Fröhlich B, Ahrens S, Burdach S, Klingebiel T, Ladenstein R, Paulussen M, Zoubek A, Jürgens H
Klinik für Pädiatrische Hämatologie und Onkologie, Westfälische Wilhelms-Universität, Münster.
Klin Padiatr. 1999 Jul-Aug;211(4):284-90. doi: 10.1055/s-2008-1043801.
Patients (pts) with primary metastatic Ewing tumours (ET) have a poor prognosis for event free survival (EFS) compared to pts with localised disease. Following relapse the prognosis is extremely poor. Therefore these primary metastatic and relapsed pts were piloted for high dose therapy (HDT) for the last years.
Between April 1984 and May 1997, 131 ET pts who underwent HDT were registered in the German CESS/EICESS office: 79 pts with primary metastases and 52 pts with relapsed tumours. After induction therapy, consisting of chemotherapy and local therapy, pts received high dose regimens, mainly based on melphalan and/or etoposide (92%). Stem cell rescue was applied from allogeneic bone marrow (n = 13), autologous bone marrow (n = 17), or peripheral blood stem cells (n = 95). The date of analysis was September 1st, 1998. Outcome was calculated by Kaplan-Meier-analyses.

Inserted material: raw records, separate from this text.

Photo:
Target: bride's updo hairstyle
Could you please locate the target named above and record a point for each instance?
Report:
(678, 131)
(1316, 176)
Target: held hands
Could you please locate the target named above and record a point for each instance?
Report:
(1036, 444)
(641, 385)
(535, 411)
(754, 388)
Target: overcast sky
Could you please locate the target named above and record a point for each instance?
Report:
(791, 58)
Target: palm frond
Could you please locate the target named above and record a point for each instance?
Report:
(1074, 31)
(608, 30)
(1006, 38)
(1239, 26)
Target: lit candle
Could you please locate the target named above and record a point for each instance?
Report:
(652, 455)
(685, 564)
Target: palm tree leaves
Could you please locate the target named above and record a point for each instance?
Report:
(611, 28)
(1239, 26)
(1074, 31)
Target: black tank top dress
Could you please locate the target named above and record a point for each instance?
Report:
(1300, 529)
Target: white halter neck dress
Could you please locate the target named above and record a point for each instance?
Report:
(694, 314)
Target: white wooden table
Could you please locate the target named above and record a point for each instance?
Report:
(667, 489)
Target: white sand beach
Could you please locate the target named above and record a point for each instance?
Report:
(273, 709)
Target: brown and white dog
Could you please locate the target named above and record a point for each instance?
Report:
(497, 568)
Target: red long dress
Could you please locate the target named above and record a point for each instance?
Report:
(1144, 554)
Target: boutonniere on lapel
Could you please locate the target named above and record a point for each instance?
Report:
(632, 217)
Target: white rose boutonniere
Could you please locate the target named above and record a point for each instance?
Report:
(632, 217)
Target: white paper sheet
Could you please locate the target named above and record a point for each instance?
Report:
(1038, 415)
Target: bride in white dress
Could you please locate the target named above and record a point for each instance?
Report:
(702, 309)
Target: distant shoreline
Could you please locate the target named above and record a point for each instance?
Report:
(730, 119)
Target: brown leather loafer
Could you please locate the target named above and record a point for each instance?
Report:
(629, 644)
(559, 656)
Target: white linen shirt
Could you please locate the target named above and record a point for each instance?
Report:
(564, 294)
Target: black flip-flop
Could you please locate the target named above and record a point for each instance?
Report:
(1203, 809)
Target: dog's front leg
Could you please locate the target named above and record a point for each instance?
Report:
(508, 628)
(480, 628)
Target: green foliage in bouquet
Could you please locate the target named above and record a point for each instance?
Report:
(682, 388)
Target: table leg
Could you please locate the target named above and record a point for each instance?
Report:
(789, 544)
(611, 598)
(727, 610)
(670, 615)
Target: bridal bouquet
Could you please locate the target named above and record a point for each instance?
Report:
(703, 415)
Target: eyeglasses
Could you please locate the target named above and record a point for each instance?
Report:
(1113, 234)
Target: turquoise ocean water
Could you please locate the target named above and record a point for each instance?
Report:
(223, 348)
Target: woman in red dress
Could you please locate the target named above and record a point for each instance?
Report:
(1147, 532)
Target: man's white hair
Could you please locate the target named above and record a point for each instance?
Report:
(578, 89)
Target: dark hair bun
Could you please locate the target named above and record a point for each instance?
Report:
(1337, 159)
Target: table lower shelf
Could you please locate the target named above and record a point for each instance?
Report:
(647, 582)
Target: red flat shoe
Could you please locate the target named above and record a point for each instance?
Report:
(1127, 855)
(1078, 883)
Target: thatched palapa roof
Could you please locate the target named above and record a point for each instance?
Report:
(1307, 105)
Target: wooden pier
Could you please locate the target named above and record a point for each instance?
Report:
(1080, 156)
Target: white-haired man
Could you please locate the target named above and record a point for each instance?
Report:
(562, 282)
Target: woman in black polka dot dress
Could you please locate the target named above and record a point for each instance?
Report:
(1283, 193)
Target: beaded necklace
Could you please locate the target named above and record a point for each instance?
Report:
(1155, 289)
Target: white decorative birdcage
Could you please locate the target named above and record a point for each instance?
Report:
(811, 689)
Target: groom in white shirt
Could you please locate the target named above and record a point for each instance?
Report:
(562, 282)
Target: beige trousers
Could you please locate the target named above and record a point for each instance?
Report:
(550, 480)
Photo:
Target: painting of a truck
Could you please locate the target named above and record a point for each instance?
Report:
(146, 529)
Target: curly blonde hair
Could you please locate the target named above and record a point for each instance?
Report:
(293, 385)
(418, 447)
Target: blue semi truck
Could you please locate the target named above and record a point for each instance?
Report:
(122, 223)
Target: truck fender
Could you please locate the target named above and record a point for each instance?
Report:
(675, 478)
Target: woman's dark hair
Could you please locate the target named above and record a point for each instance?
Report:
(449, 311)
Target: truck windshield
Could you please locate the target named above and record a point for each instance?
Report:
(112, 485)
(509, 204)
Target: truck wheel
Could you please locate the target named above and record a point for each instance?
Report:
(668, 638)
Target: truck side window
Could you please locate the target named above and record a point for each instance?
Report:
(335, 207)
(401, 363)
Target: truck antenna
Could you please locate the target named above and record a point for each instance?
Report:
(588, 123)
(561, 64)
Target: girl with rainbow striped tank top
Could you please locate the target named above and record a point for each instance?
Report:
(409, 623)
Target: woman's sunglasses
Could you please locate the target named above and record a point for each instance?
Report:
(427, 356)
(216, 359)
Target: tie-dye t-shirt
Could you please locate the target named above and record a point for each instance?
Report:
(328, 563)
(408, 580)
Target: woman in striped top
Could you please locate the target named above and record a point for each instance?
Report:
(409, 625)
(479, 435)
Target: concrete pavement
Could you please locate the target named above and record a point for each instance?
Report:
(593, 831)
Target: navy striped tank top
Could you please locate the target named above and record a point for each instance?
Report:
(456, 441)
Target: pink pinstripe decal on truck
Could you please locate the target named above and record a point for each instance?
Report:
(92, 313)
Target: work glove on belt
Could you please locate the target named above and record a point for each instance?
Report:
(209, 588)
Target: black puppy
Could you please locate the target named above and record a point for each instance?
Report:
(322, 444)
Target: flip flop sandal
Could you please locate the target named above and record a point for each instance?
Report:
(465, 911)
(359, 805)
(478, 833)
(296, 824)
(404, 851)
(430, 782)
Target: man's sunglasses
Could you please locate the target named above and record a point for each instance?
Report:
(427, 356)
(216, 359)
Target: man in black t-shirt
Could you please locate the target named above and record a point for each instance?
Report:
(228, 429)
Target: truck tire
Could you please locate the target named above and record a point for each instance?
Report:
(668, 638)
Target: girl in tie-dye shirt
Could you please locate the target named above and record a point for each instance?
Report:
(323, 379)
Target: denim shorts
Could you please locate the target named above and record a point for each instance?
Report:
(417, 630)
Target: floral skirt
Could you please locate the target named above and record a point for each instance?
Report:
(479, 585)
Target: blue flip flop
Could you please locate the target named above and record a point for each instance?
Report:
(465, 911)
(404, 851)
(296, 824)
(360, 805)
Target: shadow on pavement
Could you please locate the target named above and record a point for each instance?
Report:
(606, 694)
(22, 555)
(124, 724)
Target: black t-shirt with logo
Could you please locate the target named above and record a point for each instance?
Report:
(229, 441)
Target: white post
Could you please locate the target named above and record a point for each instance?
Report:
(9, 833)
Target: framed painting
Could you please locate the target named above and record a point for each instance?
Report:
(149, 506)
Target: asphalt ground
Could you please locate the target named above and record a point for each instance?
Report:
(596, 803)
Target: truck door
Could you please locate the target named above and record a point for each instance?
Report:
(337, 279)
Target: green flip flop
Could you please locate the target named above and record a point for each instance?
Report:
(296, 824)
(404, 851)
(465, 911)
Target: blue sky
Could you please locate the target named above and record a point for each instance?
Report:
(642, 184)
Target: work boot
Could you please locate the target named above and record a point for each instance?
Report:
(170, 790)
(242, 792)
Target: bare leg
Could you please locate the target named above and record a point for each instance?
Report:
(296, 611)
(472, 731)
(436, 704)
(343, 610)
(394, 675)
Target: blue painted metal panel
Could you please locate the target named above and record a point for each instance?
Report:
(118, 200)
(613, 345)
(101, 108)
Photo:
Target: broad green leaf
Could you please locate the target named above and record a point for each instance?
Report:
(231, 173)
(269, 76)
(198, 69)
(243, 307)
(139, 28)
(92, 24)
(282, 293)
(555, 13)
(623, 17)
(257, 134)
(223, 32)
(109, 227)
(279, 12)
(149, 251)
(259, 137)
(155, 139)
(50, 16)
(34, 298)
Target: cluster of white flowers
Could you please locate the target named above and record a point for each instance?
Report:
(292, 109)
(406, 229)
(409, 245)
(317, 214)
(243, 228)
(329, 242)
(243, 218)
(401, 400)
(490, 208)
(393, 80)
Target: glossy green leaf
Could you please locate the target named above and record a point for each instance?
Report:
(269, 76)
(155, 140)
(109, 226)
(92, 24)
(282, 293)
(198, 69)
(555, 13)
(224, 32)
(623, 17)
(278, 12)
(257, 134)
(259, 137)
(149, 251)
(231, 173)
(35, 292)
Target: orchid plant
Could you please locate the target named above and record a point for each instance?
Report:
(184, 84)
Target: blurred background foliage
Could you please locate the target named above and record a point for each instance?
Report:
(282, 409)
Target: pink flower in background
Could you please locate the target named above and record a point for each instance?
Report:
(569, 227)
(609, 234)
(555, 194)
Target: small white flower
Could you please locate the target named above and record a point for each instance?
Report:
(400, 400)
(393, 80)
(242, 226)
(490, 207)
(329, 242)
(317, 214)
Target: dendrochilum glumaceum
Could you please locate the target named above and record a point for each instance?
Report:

The median time under study since high dose therapy was 3.7 years. 35/131 pts (26.7%) were in continuous complete remission, 80/131 pts (61.1%) had relapsed or progressed, 11/131 pts (8.4%) died of complications and 5/131 pts (3.8%) presented with secondary malignancies. For the total group of primary metastatic pts, EFS five years after diagnosis was 19% for pts with HDT and 27% for those without (p = 0.9209). The subgroup of pts with primary lung and bone metastases seemed to benefit from HDT (EFS five years after diagnosis: 34% versus 5%, p = 0.0001). Outcome of pts with an early ET relapse (< 2 years) was also improved by HDT (EFS four years after relapse: 17% versus 2%, p = 0.0001).
The total group of primary metastatic ET pts showed no obvious benefit from HDT, based on melphalan and/or etoposide. Pts with metastases to multiple organ systems, and early relapse seemed to benefit from HDT. The value of HDT should be assessed in prospective clinical trials.
与局限性原发性尤因肿瘤(ET)患者相比,原发性转移性ET患者的无事件生存期(EFS)预后较差。复发后的预后极差。因此,在过去几年中对这些原发性转移性和复发性患者进行了高剂量治疗(HDT)的试点。
1984年4月至1997年5月期间,131例接受HDT的ET患者在德国CESS/EICESS办公室登记:79例原发性转移患者和52例复发性肿瘤患者。在由化疗和局部治疗组成的诱导治疗后,患者接受主要基于美法仑和/或依托泊苷的高剂量方案(92%)。采用异基因骨髓(n = 13)、自体骨髓(n = 17)或外周血干细胞(n = 95)进行干细胞救援。分析日期为1998年9月1日。通过Kaplan-Meier分析计算结果。
自高剂量治疗以来的中位研究时间为3.7年。131例患者中有35例(26.7%)持续完全缓解,80例(61.1%)复发或进展,11例(8.4%)死于并发症,5例(3.8%)出现继发性恶性肿瘤。对于原发性转移性患者的总体组,诊断后5年的EFS,接受HDT的患者为19%,未接受HDT的患者为27%(p = 0.9209)。原发性肺和骨转移患者亚组似乎从HDT中获益(诊断后5年的EFS:34%对5%,p = 0.0001)。HDT也改善了早期ET复发(<2年)患者的预后(复发后4年的EFS:17%对2%,p = 0.0001)。
基于美法仑和/或依托泊苷的HDT对原发性转移性ET患者总体组未显示出明显益处。多器官系统转移和早期复发的患者似乎从HDT中获益。HDT的价值应在前瞻性临床试验中评估。